There is no agreement on the definition and measurement of disability. The meaning assigned to the term depends on the uses to be made of the concepts. SSA’s focus in both the SSDI and the SSI programs is on work-related disability, as defined in the Social Security Act. It defines disability (for adults) as the inability to engage in any substantial gainful activity by reason of any medically determinable physical or mental impairment that can be expected to result in death or that has lasted, or is expected to last, for a continuous period of not less than 12 months. An individual’s physical and mental impairment(s) must be of such severity that he or she not only is unable to do the previous work but cannot, given the person’s age, education, and work experience, engage in any other kind of substantial gainful work that exists in the national economy, regardless of whether such work exists in the local area, or whether a specific job vacancy exists, or whether the person would be hired if he or she applied for work.
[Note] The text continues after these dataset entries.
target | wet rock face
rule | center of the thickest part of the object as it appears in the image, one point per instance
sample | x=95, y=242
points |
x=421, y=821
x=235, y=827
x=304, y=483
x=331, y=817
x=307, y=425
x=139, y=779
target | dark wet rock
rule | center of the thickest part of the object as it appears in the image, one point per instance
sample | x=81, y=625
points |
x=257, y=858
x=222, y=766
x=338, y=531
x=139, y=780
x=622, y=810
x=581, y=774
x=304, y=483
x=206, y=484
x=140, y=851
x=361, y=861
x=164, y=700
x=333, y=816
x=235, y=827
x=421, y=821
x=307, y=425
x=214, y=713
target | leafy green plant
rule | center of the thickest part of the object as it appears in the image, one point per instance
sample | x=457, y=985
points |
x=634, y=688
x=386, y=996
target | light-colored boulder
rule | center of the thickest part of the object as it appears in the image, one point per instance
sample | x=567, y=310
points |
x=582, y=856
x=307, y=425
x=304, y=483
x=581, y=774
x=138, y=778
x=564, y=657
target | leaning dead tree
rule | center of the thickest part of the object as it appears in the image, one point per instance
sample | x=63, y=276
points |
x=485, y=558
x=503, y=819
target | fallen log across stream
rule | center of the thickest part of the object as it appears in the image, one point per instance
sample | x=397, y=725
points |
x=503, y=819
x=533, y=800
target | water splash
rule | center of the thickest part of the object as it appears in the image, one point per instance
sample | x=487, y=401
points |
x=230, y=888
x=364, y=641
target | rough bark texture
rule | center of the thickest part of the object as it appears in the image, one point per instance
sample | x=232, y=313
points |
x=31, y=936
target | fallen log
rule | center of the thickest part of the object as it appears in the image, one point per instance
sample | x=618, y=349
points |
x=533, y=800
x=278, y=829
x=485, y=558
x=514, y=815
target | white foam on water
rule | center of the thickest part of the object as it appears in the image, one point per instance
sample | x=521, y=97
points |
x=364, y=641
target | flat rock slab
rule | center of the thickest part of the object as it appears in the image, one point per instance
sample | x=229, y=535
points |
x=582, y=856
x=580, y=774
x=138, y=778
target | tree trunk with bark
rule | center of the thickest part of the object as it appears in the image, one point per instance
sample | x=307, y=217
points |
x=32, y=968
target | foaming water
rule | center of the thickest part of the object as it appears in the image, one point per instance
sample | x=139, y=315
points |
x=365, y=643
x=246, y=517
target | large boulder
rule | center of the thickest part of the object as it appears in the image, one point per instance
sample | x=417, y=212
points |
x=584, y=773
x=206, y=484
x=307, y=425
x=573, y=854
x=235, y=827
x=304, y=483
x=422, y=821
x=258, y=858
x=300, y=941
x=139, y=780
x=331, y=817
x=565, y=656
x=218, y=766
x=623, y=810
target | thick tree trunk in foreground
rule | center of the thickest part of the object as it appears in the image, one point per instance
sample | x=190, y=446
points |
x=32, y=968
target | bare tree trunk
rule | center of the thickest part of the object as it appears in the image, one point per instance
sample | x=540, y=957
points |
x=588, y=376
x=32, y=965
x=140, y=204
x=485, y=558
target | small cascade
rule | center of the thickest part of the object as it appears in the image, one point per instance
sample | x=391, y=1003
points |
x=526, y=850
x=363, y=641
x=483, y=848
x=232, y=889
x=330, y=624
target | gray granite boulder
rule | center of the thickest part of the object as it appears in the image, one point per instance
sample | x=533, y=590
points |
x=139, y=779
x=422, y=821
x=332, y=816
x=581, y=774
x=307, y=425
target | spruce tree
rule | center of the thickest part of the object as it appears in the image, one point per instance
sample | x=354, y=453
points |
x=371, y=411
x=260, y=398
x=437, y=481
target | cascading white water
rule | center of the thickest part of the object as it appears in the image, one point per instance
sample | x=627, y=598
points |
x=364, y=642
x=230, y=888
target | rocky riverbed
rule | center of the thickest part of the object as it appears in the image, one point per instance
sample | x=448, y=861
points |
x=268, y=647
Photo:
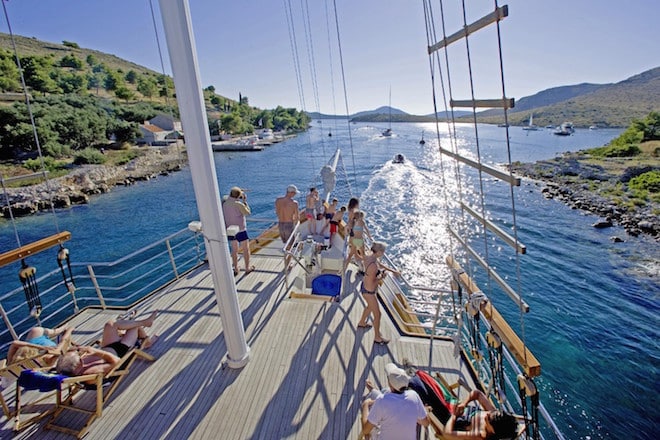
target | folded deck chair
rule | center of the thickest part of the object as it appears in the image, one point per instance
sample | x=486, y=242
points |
x=66, y=388
x=10, y=374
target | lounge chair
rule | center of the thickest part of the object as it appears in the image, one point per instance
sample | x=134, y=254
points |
x=66, y=388
x=10, y=374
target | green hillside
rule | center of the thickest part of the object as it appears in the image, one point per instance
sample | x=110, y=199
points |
x=83, y=99
x=608, y=105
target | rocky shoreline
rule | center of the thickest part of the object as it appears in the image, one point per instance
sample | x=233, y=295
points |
x=76, y=187
x=588, y=186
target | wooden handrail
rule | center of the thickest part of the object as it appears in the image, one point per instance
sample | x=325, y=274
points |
x=34, y=248
x=525, y=358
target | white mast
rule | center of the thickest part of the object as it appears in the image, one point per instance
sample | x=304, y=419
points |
x=183, y=57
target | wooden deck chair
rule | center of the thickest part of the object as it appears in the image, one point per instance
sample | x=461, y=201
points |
x=10, y=374
x=449, y=392
x=103, y=386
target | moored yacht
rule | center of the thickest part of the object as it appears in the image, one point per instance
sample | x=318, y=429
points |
x=276, y=353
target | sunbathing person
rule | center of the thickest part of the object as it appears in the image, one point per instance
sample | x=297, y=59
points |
x=39, y=340
x=470, y=423
x=460, y=420
x=119, y=336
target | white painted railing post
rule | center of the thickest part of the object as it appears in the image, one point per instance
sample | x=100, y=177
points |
x=92, y=276
x=169, y=251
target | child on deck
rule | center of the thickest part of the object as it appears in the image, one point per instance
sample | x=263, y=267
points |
x=329, y=211
x=337, y=217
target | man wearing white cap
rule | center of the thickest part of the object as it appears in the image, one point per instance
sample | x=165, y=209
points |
x=287, y=212
x=397, y=413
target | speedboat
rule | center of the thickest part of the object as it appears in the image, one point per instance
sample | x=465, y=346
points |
x=276, y=353
x=565, y=129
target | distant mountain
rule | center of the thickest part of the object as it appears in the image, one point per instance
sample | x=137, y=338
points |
x=381, y=114
x=447, y=115
x=604, y=105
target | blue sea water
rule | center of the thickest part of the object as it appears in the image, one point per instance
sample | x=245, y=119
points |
x=594, y=303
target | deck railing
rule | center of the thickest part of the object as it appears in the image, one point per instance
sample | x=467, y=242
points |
x=116, y=284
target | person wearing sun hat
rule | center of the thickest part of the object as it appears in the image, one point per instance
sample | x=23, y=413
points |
x=394, y=413
x=287, y=212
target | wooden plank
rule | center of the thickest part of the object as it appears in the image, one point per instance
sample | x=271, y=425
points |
x=484, y=21
x=510, y=179
x=505, y=103
x=307, y=367
x=525, y=358
x=508, y=239
x=34, y=248
x=515, y=297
The Social Security definition of disability was developed in the mid-1950s at a time when a greater proportion of jobs was in manufacturing and more required physical labor than today. It was therefore expected that people with severe impairments would not be able to engage in substantial gainful activity. Over the years, many changes have occurred: the nature of work has shifted from manufacturing toward service industries; medical and technological advances have made it possible for more severely disabled persons to be employed; and in recent years, public attitude also has changed as reflected in the enactment of the Americans with Disabilities Act of 1990 (ADA).
In recent years the concept of disability has shifted from a focus on diseases, conditions, and impairments per se to more on functional limitations caused by these factors. Critics suggest that the SSA’s definition of disability and its process for determining program eligibility have not kept pace with the changes. The committee recognizes the administrative difficulties involved in paying more attention in the disability determination process to the physical and social factors in the work environment. Moreover, it might require major shifts in the orientation of the Social Security disability programs to ways to influence the environment in which the applicant might work and to “return-to-work” activities, and might ultimately involve changes in SSA’s implementing regulations.